Federal prosecutors are free to demonize doctors publicly, call them "drug dealers" or operators of "pill mills," and their statements NEVER are scrutinized in the mainstream media. The doctor is guilty even before the trial begins, and even if a physician is acquitted, federal agencies effectively can ruin the person's reputation and career. Furthermore, as the federal Reign of Terror expands, doctors protect themselves by writing as few pain prescriptions as they can in hopes of avoiding the federal "Eye of Sauron."
That thousands of people are unable to gain relief is of no consequence to federal officials, who are interested only in convicting as many people as possible, which then is a boost to careerist prosecutors and government agents. These are people who literally advance their own pay, benefits, and power upon the backs of doctors and their patients, and in the case of Siobhan's husband, the results were fatal.

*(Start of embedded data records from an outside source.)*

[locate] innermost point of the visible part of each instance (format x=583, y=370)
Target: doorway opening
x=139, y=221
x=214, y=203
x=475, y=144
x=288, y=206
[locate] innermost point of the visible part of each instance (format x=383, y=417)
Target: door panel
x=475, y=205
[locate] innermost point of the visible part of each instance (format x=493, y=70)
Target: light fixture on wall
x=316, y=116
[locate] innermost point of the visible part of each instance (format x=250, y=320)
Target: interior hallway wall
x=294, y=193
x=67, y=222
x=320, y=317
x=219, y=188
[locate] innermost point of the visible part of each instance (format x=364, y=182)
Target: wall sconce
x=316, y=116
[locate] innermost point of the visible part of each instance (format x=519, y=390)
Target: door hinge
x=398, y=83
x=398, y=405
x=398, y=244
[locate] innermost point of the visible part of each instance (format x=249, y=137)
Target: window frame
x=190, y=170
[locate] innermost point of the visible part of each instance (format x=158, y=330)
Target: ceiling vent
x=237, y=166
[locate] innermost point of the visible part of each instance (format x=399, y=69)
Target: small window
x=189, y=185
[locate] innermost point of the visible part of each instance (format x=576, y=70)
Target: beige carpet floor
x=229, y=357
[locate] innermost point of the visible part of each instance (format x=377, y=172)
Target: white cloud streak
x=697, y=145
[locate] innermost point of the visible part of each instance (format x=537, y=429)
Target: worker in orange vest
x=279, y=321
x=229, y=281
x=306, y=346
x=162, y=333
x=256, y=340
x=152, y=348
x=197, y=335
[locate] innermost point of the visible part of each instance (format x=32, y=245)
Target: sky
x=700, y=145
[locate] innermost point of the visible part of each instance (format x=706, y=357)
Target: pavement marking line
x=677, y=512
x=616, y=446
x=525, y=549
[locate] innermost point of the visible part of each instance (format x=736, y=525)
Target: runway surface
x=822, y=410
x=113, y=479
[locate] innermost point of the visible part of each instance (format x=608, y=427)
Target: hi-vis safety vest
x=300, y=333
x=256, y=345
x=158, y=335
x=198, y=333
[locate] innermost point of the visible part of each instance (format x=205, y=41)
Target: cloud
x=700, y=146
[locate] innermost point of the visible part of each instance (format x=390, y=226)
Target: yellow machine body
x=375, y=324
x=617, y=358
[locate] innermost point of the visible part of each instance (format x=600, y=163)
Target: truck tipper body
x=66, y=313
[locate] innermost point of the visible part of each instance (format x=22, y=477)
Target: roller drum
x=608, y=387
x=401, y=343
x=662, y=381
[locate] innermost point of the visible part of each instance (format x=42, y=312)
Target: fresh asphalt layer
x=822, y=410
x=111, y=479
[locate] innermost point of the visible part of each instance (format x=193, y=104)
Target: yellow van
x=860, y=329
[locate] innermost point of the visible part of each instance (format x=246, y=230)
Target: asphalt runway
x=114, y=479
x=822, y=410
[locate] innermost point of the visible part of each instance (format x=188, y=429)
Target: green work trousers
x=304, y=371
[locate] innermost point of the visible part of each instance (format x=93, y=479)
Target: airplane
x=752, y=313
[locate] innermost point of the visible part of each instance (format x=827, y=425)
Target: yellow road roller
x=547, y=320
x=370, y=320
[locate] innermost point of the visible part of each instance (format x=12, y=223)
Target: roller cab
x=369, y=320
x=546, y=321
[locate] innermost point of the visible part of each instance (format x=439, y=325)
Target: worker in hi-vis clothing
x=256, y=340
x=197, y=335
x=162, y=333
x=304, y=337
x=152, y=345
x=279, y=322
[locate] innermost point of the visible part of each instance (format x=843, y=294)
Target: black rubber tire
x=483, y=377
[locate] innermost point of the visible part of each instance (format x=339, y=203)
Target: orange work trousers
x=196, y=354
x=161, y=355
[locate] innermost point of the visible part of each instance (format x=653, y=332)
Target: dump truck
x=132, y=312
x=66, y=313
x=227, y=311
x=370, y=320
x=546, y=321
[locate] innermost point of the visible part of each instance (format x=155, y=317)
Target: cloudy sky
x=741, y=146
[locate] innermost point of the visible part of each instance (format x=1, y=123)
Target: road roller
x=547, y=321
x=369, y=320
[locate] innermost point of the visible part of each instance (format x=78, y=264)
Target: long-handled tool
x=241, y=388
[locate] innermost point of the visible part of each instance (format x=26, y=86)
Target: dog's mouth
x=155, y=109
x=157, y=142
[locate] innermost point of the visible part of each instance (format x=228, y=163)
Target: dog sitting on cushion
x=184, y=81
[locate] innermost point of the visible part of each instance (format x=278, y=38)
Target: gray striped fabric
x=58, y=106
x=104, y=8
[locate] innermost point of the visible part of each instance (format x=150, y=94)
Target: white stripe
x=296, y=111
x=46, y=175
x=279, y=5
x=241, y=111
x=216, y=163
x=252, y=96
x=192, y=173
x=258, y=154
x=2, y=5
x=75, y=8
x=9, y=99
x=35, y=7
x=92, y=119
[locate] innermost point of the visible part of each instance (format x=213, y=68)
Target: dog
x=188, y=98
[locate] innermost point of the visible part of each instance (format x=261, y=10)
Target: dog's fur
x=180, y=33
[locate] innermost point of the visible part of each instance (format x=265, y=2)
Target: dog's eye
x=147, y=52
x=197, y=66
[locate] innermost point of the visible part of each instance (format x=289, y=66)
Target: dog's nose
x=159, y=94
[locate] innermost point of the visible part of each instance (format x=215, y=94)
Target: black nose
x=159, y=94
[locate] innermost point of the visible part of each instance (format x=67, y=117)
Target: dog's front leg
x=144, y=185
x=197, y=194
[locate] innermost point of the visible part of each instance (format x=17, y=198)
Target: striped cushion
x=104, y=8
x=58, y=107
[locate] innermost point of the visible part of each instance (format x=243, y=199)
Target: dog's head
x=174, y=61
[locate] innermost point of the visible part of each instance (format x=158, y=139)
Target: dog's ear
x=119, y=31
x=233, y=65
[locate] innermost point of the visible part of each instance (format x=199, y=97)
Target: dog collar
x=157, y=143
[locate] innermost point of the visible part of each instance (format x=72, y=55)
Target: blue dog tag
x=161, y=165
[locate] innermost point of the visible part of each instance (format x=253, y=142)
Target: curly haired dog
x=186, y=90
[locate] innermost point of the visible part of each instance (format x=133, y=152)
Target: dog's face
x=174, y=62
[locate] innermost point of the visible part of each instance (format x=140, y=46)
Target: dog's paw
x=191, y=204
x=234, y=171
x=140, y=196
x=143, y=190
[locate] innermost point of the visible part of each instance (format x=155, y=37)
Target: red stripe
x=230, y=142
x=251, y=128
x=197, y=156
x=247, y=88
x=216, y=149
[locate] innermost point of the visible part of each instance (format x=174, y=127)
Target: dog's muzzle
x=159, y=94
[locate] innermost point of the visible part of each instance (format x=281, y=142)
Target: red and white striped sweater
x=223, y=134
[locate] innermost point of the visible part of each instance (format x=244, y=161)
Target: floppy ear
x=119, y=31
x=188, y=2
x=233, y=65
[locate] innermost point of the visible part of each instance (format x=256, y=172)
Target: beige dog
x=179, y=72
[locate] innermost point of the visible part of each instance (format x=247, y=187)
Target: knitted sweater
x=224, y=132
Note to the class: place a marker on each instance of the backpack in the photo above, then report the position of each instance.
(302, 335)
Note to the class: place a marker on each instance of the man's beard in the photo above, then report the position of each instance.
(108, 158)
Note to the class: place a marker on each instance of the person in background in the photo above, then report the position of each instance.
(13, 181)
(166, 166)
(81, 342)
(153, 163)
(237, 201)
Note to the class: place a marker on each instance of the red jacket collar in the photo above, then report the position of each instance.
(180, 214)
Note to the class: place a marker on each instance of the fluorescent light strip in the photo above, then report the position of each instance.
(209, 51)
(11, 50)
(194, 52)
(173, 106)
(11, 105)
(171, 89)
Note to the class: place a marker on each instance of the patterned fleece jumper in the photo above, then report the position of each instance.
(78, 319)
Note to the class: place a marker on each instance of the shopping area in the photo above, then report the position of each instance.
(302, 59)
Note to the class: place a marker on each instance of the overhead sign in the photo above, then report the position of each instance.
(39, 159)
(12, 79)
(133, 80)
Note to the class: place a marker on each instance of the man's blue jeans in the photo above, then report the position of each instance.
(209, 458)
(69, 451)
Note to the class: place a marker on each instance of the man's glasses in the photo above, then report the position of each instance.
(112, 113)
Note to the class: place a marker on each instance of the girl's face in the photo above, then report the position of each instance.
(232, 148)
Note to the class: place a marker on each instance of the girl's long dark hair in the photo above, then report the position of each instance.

(Not that Paul McNulty or any of his other prosecutorial minions cared what happened to Sean Reynolds or his widow and their child. These are people who enjoy inflicting trauma upon others and who love to exercise their absolute powers, knowing that no matter how dishonest or outrageous their conduct might be, they never have to fear being punished for their own lawbreaking, as the Congress and the federal courts have granted them "total immunity.")
Reynolds was a godsend not only to patients and their families, but also to doctors and their loved ones who were watching the Paul McNultys of the world unjustly turn their lives upside down. She became involved in a number of such cases elsewhere in the country, helping some doctors to be acquitted and watching others lose at trial and go to prison.
Helping people defend themselves against federal prosecutors and vague laws is a sure way to attract the enmity of the State, and after she became involved in a case against a doctor and his wife in Kansas, the State struck back. U.S. Attorney Tanya Treadway opened an “obstruction of justice” investigation against Reynolds, destroying the Pain Relief Network in the process. To make matters worse, Treadway was able to convince the courts (which don't need much convincing when federal prosecutors wish to abuse innocent people) to make the entire process secret, including any statements from Reynolds herself.
Grand jury secrecy is supposed to protect people being investigated, but in this situation, Treadway was able to use secrecy to protect herself and to destroy Reynolds, and the courts up to the U.S. Supreme Court agreed that secrecy was fine with them, which a former federal prosecutor says is an utter abuse of the grand jury. The tactics worked, and not only was Siobhan forced to shut down the Pain Relief Network, but she also was facing the possibility of contrived criminal charges up until the moment of her death.
There are many things that we can learn from the life and death of Siobhan Reynolds. Surely one of the worst things is that in the United States of America, federal prosecutors nearly are invincible, not because of any good that they do, but rather because they have become a law unto themselves. We also have learned that the State bows to no one, and that right and wrong are not standards at all because the State always is right, even when it is wrong.
Yet, we also can know that in our midst, there are people who are willing to stand up and be counted, and Siobhan Reynolds was one of them. She was a great person and her legacy goes on even though she no longer walks among us. Hers is a legacy of integrity and courage and that is the best lesson of all.